Un certain nombre de gouvernements provinciaux songent à mettre en place des programmes de revenu de base (RB) pour remplacer les programmes d’aide sociale et autres programmes de soutien du revenu. Le Québec, l’Île-du-Prince-Édouard et les maires de plusieurs villes se sont montré intéressés. Mais c’est l’Ontario qui est le plus avancé dans ce dossier. La province est en train de concevoir un projet pilote qui devrait se concrétiser cette année. Toutefois, le projet pilote, ainsi que les modèles de RB actuels, comportent de graves lacunes.
Le but du projet pilote est de « voir si un revenu de base serait une manière plus efficiente de fournir un soutien du revenu, de renforcer la participation active à la main-d’œuvre et de réaliser des économies dans d’autres domaines, comme les soutiens à la santé et au logement ». On veut améliorer modestement les transferts d’argent aux bénéficiaires de l’aide sociale, réduire les coûts administratifs et, en fin de compte, réduire les dépenses consacrées aux services publics.
Il faut bien sûr de toute urgence améliorer les revenus des bénéficiaires de l’aide sociale. En 1995, le gouvernement ontarien a sabré les taux de l’aide sociale de 21,6 %. Depuis, les hausses accordées n’ont pas suivi l’inflation. Il faudrait une hausse immédiate de 58 % pour restaurer le pouvoir d’achat à ses niveaux d’avant 1995. Beaucoup se demandent pourquoi l’Ontario entreprend un projet pilote de cinq ans au lieu d’améliorer les conditions de vie des bénéficiaires de l’aide sociale, notamment en augmentant les prestations qui sont à des taux ridiculement faibles. Le projet pilote sur le revenu de base peut sembler progressiste, mais, dans les faits, il détourne des ressources qui pourraient servir à des changements substantiels, en plus d’en retarder la réalisation.
Si la forme de revenu de base prévue en Ontario est mise en œuvre en tant que programme complet, les mots « prestation efficiente » voudront sans doute dire réduction des services et pertes d’emploi pour les travailleuses et travailleurs de l’aide sociale. Pour certains, il s’agit de convertir des services publics en simples transferts d’argent, en supposant que les gens pourront se procurer les services dont ils ont besoin sur le marché. Pour ces raisons et d’autres, le SCFP-Ontario est contre ce programme.

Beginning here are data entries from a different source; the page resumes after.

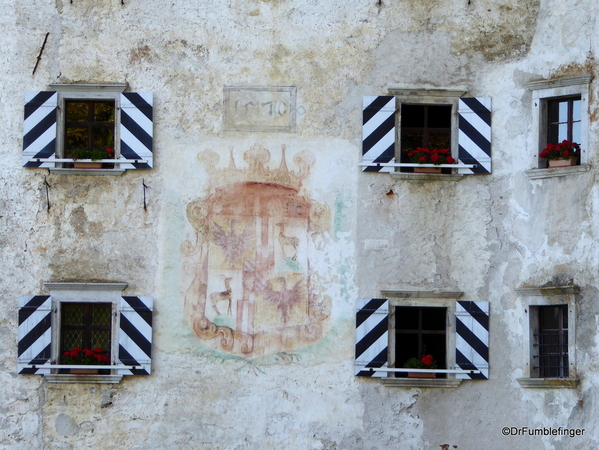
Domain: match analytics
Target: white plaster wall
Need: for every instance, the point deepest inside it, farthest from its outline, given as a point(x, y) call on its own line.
point(484, 235)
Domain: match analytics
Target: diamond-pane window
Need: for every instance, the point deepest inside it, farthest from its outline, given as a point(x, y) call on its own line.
point(86, 325)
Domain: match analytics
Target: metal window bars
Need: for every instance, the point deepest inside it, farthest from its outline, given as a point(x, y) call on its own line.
point(552, 359)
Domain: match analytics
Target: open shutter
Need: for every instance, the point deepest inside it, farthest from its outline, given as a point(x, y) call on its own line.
point(372, 336)
point(472, 339)
point(378, 132)
point(136, 129)
point(39, 128)
point(135, 334)
point(35, 333)
point(474, 136)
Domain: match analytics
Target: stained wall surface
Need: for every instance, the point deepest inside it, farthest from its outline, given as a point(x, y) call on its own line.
point(256, 231)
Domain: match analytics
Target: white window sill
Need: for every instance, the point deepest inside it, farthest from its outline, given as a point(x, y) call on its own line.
point(60, 170)
point(421, 382)
point(410, 176)
point(535, 174)
point(83, 379)
point(548, 383)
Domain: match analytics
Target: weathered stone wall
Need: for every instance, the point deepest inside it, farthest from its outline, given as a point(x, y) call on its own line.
point(357, 234)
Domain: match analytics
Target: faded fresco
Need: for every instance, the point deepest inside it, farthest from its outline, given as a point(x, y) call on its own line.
point(250, 290)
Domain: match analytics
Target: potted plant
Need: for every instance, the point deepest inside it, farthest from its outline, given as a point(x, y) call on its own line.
point(85, 357)
point(426, 362)
point(430, 156)
point(563, 154)
point(93, 154)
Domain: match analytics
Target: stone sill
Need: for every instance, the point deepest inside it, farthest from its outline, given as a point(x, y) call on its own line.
point(421, 382)
point(83, 379)
point(548, 383)
point(548, 290)
point(409, 176)
point(63, 171)
point(536, 174)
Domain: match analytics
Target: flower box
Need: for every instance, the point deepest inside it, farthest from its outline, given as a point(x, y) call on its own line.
point(421, 375)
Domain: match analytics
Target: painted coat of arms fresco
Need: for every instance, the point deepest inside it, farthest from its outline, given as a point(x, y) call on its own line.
point(252, 291)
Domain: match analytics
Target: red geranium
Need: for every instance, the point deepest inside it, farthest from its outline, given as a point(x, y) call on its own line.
point(85, 357)
point(430, 156)
point(563, 150)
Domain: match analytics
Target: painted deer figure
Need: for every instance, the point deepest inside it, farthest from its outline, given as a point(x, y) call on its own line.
point(287, 243)
point(226, 295)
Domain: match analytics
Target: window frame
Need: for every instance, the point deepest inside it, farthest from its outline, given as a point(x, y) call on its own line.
point(544, 91)
point(532, 299)
point(44, 128)
point(87, 92)
point(450, 336)
point(131, 332)
point(467, 334)
point(471, 134)
point(428, 97)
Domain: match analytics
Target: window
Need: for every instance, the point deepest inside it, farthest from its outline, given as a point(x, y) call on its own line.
point(73, 118)
point(85, 325)
point(420, 331)
point(89, 316)
point(549, 329)
point(434, 119)
point(408, 324)
point(549, 337)
point(560, 112)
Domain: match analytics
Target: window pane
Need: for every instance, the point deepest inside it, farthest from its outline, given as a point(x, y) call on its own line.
point(412, 116)
point(103, 138)
point(562, 132)
point(439, 140)
point(433, 319)
point(101, 314)
point(72, 313)
point(76, 111)
point(563, 112)
point(104, 112)
point(411, 140)
point(75, 138)
point(576, 105)
point(439, 116)
point(576, 132)
point(406, 318)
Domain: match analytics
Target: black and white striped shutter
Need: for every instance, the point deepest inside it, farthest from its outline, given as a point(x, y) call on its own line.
point(136, 130)
point(34, 334)
point(378, 132)
point(39, 128)
point(135, 334)
point(474, 138)
point(372, 336)
point(472, 339)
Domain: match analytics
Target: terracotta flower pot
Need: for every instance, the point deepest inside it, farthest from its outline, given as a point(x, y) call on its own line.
point(427, 170)
point(561, 162)
point(87, 165)
point(421, 375)
point(84, 371)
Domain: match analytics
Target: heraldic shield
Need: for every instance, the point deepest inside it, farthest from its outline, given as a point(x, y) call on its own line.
point(252, 292)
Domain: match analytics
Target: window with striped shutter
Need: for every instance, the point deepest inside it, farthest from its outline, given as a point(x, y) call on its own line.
point(135, 334)
point(40, 319)
point(44, 123)
point(472, 128)
point(372, 336)
point(35, 334)
point(471, 339)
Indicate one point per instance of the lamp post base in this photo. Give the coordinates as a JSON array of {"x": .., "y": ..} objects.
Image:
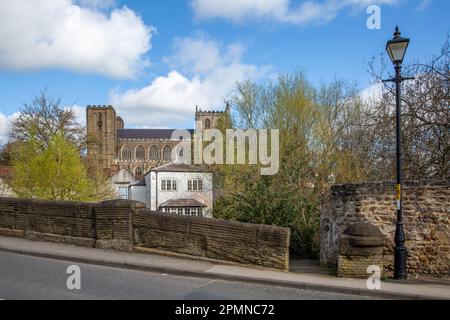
[{"x": 400, "y": 255}]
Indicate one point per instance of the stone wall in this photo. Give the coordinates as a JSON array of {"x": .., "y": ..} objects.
[
  {"x": 125, "y": 225},
  {"x": 66, "y": 222},
  {"x": 426, "y": 208},
  {"x": 210, "y": 238}
]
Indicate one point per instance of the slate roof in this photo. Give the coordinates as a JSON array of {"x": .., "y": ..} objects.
[
  {"x": 146, "y": 133},
  {"x": 176, "y": 203},
  {"x": 140, "y": 183},
  {"x": 179, "y": 167}
]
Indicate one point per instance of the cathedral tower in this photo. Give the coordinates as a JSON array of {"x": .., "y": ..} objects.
[
  {"x": 102, "y": 124},
  {"x": 209, "y": 119}
]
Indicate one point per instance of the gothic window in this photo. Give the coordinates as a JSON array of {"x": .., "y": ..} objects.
[
  {"x": 140, "y": 153},
  {"x": 139, "y": 172},
  {"x": 126, "y": 153},
  {"x": 181, "y": 152},
  {"x": 154, "y": 154},
  {"x": 167, "y": 153},
  {"x": 99, "y": 121}
]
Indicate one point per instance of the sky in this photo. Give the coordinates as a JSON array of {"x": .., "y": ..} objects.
[{"x": 155, "y": 60}]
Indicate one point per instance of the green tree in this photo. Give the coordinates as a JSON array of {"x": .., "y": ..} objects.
[
  {"x": 51, "y": 172},
  {"x": 44, "y": 117},
  {"x": 317, "y": 148}
]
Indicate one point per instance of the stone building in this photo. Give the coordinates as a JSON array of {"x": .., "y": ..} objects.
[{"x": 136, "y": 150}]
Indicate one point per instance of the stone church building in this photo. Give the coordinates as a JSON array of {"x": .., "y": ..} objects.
[{"x": 135, "y": 150}]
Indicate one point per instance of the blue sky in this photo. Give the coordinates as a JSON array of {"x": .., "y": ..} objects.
[{"x": 156, "y": 60}]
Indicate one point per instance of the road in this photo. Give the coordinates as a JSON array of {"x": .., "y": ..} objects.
[{"x": 30, "y": 278}]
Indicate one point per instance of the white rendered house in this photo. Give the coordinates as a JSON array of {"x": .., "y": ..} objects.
[{"x": 180, "y": 189}]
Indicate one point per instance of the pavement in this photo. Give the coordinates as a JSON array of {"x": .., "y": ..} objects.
[
  {"x": 178, "y": 266},
  {"x": 24, "y": 277}
]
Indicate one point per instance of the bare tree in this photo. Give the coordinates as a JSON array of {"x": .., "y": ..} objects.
[
  {"x": 425, "y": 121},
  {"x": 43, "y": 118}
]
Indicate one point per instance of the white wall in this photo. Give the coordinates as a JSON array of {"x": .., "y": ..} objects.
[
  {"x": 137, "y": 193},
  {"x": 155, "y": 197},
  {"x": 123, "y": 178}
]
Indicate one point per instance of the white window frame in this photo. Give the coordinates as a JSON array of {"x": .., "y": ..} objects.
[
  {"x": 123, "y": 195},
  {"x": 195, "y": 185},
  {"x": 168, "y": 185}
]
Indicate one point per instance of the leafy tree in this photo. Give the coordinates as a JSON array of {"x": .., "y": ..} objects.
[{"x": 317, "y": 137}]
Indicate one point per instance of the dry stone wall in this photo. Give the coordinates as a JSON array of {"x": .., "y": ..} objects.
[
  {"x": 426, "y": 208},
  {"x": 125, "y": 225}
]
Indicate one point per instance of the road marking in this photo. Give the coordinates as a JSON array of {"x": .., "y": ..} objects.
[{"x": 205, "y": 284}]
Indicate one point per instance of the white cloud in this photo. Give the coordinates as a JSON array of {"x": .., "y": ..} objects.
[
  {"x": 98, "y": 4},
  {"x": 423, "y": 4},
  {"x": 285, "y": 11},
  {"x": 209, "y": 71},
  {"x": 72, "y": 35}
]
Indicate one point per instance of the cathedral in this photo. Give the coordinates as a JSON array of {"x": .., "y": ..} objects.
[{"x": 136, "y": 150}]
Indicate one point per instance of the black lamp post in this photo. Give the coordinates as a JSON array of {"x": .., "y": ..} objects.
[{"x": 396, "y": 49}]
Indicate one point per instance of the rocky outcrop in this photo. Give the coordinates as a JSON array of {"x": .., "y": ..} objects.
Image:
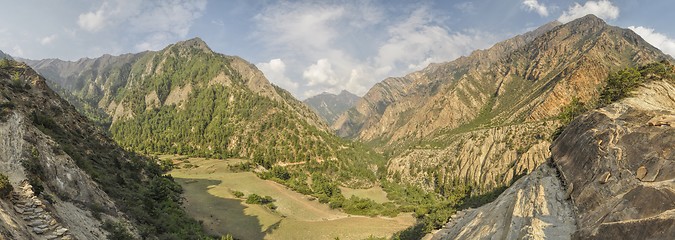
[
  {"x": 534, "y": 207},
  {"x": 64, "y": 205},
  {"x": 517, "y": 83},
  {"x": 611, "y": 175},
  {"x": 486, "y": 158},
  {"x": 36, "y": 214},
  {"x": 620, "y": 167}
]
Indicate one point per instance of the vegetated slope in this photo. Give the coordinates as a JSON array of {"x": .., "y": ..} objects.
[
  {"x": 610, "y": 175},
  {"x": 329, "y": 106},
  {"x": 72, "y": 181},
  {"x": 484, "y": 119},
  {"x": 186, "y": 99}
]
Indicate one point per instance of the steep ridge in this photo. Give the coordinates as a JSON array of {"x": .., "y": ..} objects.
[
  {"x": 618, "y": 164},
  {"x": 484, "y": 119},
  {"x": 187, "y": 99},
  {"x": 611, "y": 175},
  {"x": 329, "y": 106},
  {"x": 394, "y": 96},
  {"x": 69, "y": 180}
]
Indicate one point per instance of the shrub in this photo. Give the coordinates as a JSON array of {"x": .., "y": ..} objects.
[
  {"x": 257, "y": 199},
  {"x": 5, "y": 186}
]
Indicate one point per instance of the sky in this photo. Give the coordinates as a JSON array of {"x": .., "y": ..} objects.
[{"x": 309, "y": 47}]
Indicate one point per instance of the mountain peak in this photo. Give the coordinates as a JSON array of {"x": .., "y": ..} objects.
[
  {"x": 194, "y": 43},
  {"x": 589, "y": 19}
]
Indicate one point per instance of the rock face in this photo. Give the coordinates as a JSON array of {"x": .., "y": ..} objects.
[
  {"x": 451, "y": 115},
  {"x": 534, "y": 207},
  {"x": 329, "y": 106},
  {"x": 622, "y": 167},
  {"x": 4, "y": 55},
  {"x": 611, "y": 175},
  {"x": 63, "y": 208},
  {"x": 486, "y": 158}
]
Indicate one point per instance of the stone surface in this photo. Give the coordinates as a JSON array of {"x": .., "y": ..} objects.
[
  {"x": 516, "y": 83},
  {"x": 591, "y": 187},
  {"x": 631, "y": 150},
  {"x": 532, "y": 208}
]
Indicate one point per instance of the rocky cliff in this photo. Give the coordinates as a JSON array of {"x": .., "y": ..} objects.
[
  {"x": 482, "y": 119},
  {"x": 69, "y": 180},
  {"x": 330, "y": 106},
  {"x": 611, "y": 175}
]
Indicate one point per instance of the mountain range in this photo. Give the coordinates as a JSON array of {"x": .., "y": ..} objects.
[
  {"x": 504, "y": 124},
  {"x": 186, "y": 99},
  {"x": 329, "y": 106},
  {"x": 487, "y": 118}
]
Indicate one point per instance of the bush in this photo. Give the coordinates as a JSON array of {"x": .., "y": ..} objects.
[
  {"x": 257, "y": 199},
  {"x": 5, "y": 186},
  {"x": 237, "y": 194}
]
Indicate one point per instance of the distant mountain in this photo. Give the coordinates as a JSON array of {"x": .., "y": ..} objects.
[
  {"x": 329, "y": 106},
  {"x": 5, "y": 56},
  {"x": 485, "y": 119},
  {"x": 66, "y": 179},
  {"x": 187, "y": 99}
]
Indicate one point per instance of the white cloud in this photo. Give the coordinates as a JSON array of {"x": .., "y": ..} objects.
[
  {"x": 333, "y": 47},
  {"x": 466, "y": 7},
  {"x": 275, "y": 71},
  {"x": 17, "y": 51},
  {"x": 93, "y": 21},
  {"x": 418, "y": 41},
  {"x": 48, "y": 39},
  {"x": 162, "y": 21},
  {"x": 320, "y": 73},
  {"x": 661, "y": 41},
  {"x": 534, "y": 5},
  {"x": 603, "y": 9}
]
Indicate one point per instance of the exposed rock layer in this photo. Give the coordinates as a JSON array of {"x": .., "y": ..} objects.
[
  {"x": 615, "y": 179},
  {"x": 514, "y": 85}
]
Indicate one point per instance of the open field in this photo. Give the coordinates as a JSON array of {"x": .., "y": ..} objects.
[
  {"x": 375, "y": 193},
  {"x": 208, "y": 196}
]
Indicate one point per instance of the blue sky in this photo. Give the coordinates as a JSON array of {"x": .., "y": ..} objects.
[{"x": 309, "y": 47}]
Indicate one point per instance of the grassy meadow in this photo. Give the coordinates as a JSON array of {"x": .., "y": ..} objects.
[{"x": 209, "y": 186}]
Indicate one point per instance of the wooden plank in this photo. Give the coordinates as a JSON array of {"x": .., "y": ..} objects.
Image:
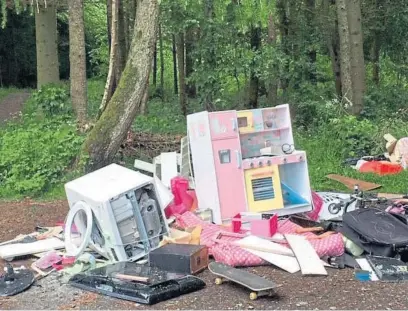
[
  {"x": 351, "y": 182},
  {"x": 259, "y": 244},
  {"x": 287, "y": 263},
  {"x": 168, "y": 161},
  {"x": 21, "y": 249},
  {"x": 309, "y": 261}
]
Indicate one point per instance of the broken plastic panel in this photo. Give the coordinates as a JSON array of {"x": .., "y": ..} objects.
[
  {"x": 157, "y": 285},
  {"x": 15, "y": 281}
]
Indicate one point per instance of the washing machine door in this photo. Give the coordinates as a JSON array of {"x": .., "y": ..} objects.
[{"x": 81, "y": 215}]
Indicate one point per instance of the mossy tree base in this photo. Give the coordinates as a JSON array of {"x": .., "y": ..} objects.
[{"x": 109, "y": 132}]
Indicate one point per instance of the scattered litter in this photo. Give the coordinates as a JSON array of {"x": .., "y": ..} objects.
[
  {"x": 48, "y": 260},
  {"x": 388, "y": 269},
  {"x": 161, "y": 285},
  {"x": 351, "y": 182},
  {"x": 365, "y": 266}
]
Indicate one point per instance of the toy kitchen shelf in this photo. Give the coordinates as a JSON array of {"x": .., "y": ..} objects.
[{"x": 232, "y": 172}]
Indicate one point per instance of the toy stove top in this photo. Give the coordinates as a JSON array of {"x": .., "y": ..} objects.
[{"x": 295, "y": 157}]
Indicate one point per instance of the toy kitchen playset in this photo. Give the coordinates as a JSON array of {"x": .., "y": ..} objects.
[{"x": 245, "y": 162}]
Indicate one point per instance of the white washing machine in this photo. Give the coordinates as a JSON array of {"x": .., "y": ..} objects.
[{"x": 117, "y": 212}]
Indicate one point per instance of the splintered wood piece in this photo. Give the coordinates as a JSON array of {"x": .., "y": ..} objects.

Quand on parle de « renforcer la participation à la main-d’œuvre », on veut dire qu’on s’attend à ce que les bénéficiaires de l’aide sociale se trouvent un emploi. Le problème? Il n’y a pas assez de travail pour tout le monde, car il y a eu diminution de la qualité des emplois. Pousser plus de gens dans le marché du travail sans créer plus d’emplois ne servira qu’à faire baisser les salaires. Sans amélioration des normes de l’emploi et du travail, la tendance à la précarité de l’emploi s’accentuera en même temps que la concurrence pour les rares emplois accroîtra le pouvoir de négociation des employeurs.
Il est important d’augmenter les taux de prestations d’aide sociale, mais cela ne suffit pas. Sans stratégie de plein emploi, sans de meilleures normes d’emploi et de solides services publics, la hausse des revenus de base ne pourra pas éliminer la pauvreté. Le marché privé ne nous donne pas tout ce dont nous avons besoin et il ne le fait certainement pas à un prix abordable pour tous. Pour mettre fin à la précarité et à la pauvreté, il faut d’abord des services publics solides qui soutiennent les personnes à faible revenu.